Séance du
jeudi 4 décembre 1997 à
17h
54e
législature -
1re
année -
2e
session -
55e
séance
M 1156
EXPOSÉ DES MOTIFS
La crise des finances publiques dure depuis de nombreuses années, et aucune solution simple n'est à même de la résoudre. Parmi les projets qui permettraient d'augmenter les recettes, la plupart demandent du temps et une harmonisation intercantonale, voire même à l'échelon européen. C'est le cas d'une taxation des plus-values sur les actions, qui dépend d'une loi fédérale. C'est le cas aussi d'une taxation des grandes fortunes, qui dépend d'une harmonisation fiscale intercantonale. C'est le cas, enfin, de la taxe dite «Tobin» sur les transactions financières, qui dépend d'une décision au niveau européen. Il en va malheureusement de même pour les taxes dites «écologiques», comme la taxe sur les carburants et combustibles, ou sur les énergies non renouvelables. Ces taxes «vertes», elles aussi, seront longues à mettre en oeuvre et dépendront d'accords aux niveaux fédéral et européen. Cela ne signifie pas, bien entendu, que le Conseil d'Etat ne doive pas se pencher sur ces pistes, mais cela signifie qu'il ne faut pas attendre de soulagement immédiat de la crise grâce à ces pistes.

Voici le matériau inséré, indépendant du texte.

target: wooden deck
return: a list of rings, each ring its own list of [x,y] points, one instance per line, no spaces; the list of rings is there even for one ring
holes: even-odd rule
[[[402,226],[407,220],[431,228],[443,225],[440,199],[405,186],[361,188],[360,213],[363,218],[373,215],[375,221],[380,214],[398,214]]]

En s'appuyant sur les comptes de l'Etat de Genève pour l'année 1996, on peut constater que la dette du canton s'est élevée à 8 776 millions de francs et le service de la dette (plus exactement les intérêts passifs) à 449 millions de francs, soit environ 8,8% du budget de l'Etat (voir Compte d'Etat, pages 112 et 113). Par ailleurs, les intérêts passifs représentent la majeure partie du déficit annuel du compte de fonctionnement (soit 97,4%). Selon les données dont nous disposons, le montant de la dette s'élève actuellement à 9 216 millions de francs, en augmentation de 5% par rapport aux comptes 1996.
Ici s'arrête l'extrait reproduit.